Posteriormente, se realizaron varios estudios con la Universidad de Zaragoza, a través de proyectos financiados por el Programa de Cooperación Territorial Europea Interreg, en los que se caracterizaron aromáticamente todas las variedades, con el convencimiento de que el futuro estaba en la singularidad que dichas variedades podían proporcionar. 

Fruto de todos estos trabajos y colaboraciones, surge el contacto con la Universidad Rovira y Virgili de Tarragona, en principio con el objetivo de profundizar en el conocimiento enológico. Sin embargo, este contacto acabó desembocando también en el inicio de la identificación por microsatélites del ADN de las variedades de Canarias. 

La importancia de no tener filoxera

La diversidad de varietales tiene su origen en la evolución histórica de la vid en Canarias.
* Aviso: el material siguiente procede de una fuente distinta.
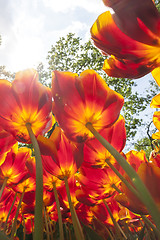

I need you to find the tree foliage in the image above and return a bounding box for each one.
[47,33,157,139]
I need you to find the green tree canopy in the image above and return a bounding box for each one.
[46,33,157,139]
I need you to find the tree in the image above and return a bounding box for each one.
[47,33,157,140]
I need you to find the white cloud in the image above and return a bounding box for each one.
[0,0,105,71]
[43,0,106,13]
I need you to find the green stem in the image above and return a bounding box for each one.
[112,184,122,193]
[141,215,160,239]
[46,211,53,240]
[44,207,50,240]
[106,159,140,198]
[11,188,25,239]
[4,192,17,232]
[64,177,85,240]
[26,123,43,240]
[103,199,127,240]
[86,122,160,231]
[22,214,26,240]
[0,177,8,199]
[53,182,64,240]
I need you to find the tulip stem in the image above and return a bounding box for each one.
[11,188,25,240]
[0,177,8,199]
[44,207,50,240]
[103,199,127,240]
[141,215,160,239]
[106,159,140,198]
[86,122,160,231]
[26,123,43,240]
[64,177,85,240]
[4,192,17,232]
[53,182,64,240]
[0,231,10,240]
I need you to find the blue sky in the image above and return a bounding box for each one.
[0,0,107,72]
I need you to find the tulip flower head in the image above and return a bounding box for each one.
[91,0,160,78]
[52,70,123,142]
[37,127,83,179]
[0,69,52,143]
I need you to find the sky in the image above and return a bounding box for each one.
[0,0,107,72]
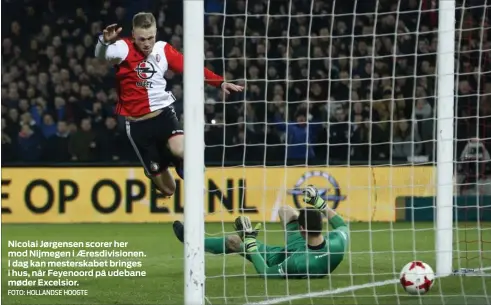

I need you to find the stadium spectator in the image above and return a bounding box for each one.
[2,0,491,173]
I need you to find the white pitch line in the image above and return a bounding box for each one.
[245,280,399,305]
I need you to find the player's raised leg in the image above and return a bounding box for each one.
[167,133,184,179]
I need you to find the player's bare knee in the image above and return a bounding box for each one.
[278,205,298,226]
[225,235,242,252]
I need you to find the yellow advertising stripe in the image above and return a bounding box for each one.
[2,167,435,223]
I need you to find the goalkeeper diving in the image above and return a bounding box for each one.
[173,185,349,278]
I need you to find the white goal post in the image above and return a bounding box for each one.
[183,0,491,305]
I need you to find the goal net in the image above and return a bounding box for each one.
[200,0,491,304]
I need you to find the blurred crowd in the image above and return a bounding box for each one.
[1,0,491,165]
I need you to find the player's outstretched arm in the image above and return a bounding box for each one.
[95,24,129,65]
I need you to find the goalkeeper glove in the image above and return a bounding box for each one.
[234,216,261,252]
[303,185,327,211]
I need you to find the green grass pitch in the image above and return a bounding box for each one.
[2,222,491,305]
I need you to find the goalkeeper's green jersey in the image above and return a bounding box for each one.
[249,216,349,278]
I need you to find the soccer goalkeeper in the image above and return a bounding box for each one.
[173,185,349,278]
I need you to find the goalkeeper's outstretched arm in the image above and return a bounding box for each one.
[248,249,296,278]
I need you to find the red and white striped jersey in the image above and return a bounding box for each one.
[95,37,223,117]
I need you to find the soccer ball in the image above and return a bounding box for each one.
[400,261,435,295]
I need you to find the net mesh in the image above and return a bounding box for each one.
[205,0,491,304]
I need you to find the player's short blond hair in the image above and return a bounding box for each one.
[133,12,157,29]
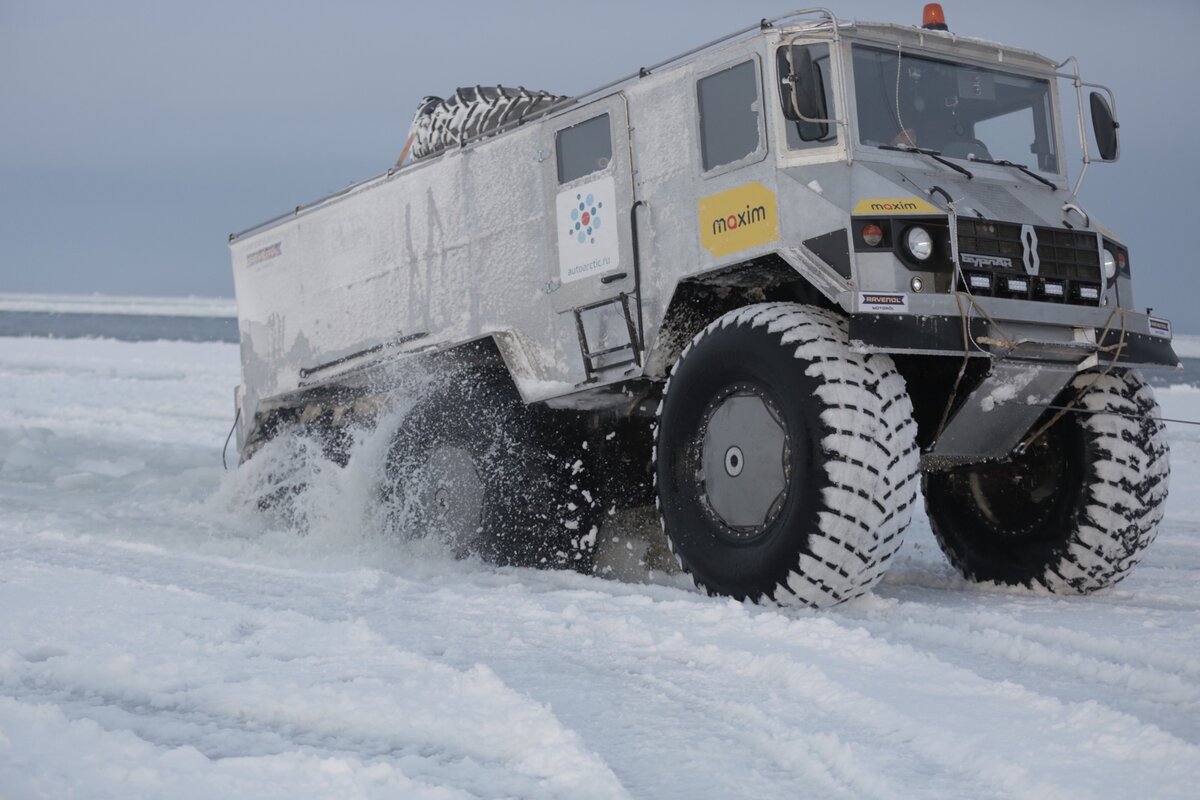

Según un artículo de Antonio Macías Hernández, profesor de la Universidad de La Laguna, las primeras vides llegaron al archipiélago de la mano de los religiosos, que utilizaban el vino para la eucaristía.

La primera puerta de entrada pudo ser Gran Canaria, donde los jesuitas introdujeron una variedad mallorquina conocida como Fogoneu. Pero no solo los religiosos trajeron vides a las islas. 

Los colonizadores llevaron distintas variedades de su región de origen a cada isla, lo que favoreció esa biodiversidad que se mantuvo gracias a la ausencia de filoxera, una plaga que sí afectó a la mayor parte de las variedades europeas en el siglo XIX.